Anyway, as well as the sheer lack of originality and terrible writing on display, we also face the low budget, low rent cast of the average co-prod. The almost entirely Canadian cast gets 10/10 on the Maple Syrup-ometer by containing not just one Being Erica alum in the former of McLaren, but also Erica herself, Erin Karpluk. But since cash apparently doesn’t stretch to having a dialect coach, most of them can’t even say ‘about’ without making it rhyme with ‘loot’. Meanwhile, I think McGrath manages to get out only one line in 10 without sounding like she’s auditioning for a remake of Father Ted.
Like all those early originals for the Sci-Fi channel, TV Land et al, Slasher is unchallenging comfort food for its target audience. As the show’s web site says itself: “Slasher is a mystery/horror/thriller. Think Friday the 13th meets And Then There Were None.” It gives horror fans exactly what they want, which isn’t really things that horrify – it’s a list of tropes from every horror movie ever made that they can check off as they recognise them.
That set-up’s a bit Halloween. That punishment for sexual transgression must be Friday The 13th. That outfit looks a bit Hellraiser. That scene’s a bit like Silence of the Lambs.
Check, check, check, check.
However, as a piece of drama, rather than a pub quiz for horror nerds, it’s dismal. Just don’t go there.
In the US: Wednesdays, 10/9c, SundanceTV In the UK: Thursdays (I’m guessing), Amazon Instant Video
When two actors who have starred in a TV show together are cast in a second show, generally it’s for one of two reasons:
Their pairing in the first show was very popular and the producers would like to recreate that chemistry
Individually, they’ve got good followings so together there’ll be two sets of fans watching.

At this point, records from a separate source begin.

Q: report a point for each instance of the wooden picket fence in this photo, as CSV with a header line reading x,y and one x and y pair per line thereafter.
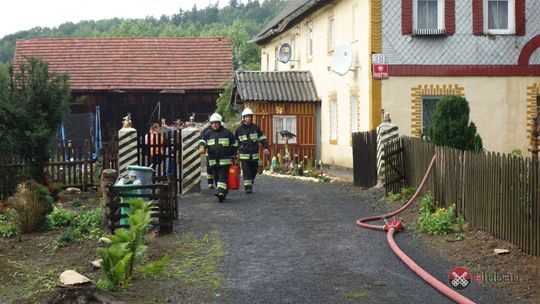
x,y
78,166
160,195
495,192
69,166
364,146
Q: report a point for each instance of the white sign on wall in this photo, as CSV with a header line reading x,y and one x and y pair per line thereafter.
x,y
378,59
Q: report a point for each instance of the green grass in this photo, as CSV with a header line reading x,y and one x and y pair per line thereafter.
x,y
197,261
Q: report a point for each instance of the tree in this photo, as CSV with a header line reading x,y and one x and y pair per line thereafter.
x,y
33,104
450,125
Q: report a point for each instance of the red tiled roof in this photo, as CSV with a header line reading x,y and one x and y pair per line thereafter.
x,y
135,63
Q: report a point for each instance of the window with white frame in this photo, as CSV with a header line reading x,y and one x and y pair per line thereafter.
x,y
356,22
538,109
310,39
499,16
276,58
428,17
333,121
331,34
354,114
284,123
293,52
428,108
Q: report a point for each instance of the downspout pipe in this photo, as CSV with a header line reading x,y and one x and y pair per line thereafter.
x,y
396,226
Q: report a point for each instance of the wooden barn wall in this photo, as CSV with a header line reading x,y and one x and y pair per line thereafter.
x,y
142,105
305,126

Now, with the casting of James Purefoy and Michael K Williams in SundanceTV’s new 80s-set ‘swamp noir’ Hap and Leonard, I think we can eliminate option 1. About seven people watched The Philanthropist, in which billionaire playboy Purefoy has a Damascene conversion and decides to go around the world being a hands-on charity worker (albeit one with oodles of cash), protected in his endeavours by bodyguard Williams.
No one’s tuning in with the hope of seeing that chemistry recreated.
So that leaves option 2. But I’m still unsure that’s the answer.
Michael K Williams I get. He plays the eponymous Leonard, a black gay criminal with a penchant for guns and beating up the neighbourhood gangsters. If the casting agent hadn’t taken one look at the script and immediately said, “Hey, why don’t we get the guy who played Omar in The Wire?” I reckon that would have been grounds for instant dismissal.
Purefoy, though, is a bit of a mystery. Don’t get me wrong – I like Purefoy, I thought he was great in Rome and I’ve even spoken to him on occasion, when he seemed jolly nice and full of interesting opinions that I have outrageously quoted on many more occasions.
But he’s a public school-educated, Shakespearean actor. He’s not the first person said casting agent should immediately think of when trying to cast Hap, a white trash American from Texas who fought in Vietnam and who ends up committing crimes with his ex-wife (Mad Men‘s Christina Hendricks) when he and Leonard lose their fruit-picking job to a bunch of illegal immigrants.
I just don’t get it.
I tell you what else I don’t get. Hap and Leonard, that’s what. Because I left that first episode thinking “WTF did I just watch?” and I’m not sure episode two clears things up any more for me.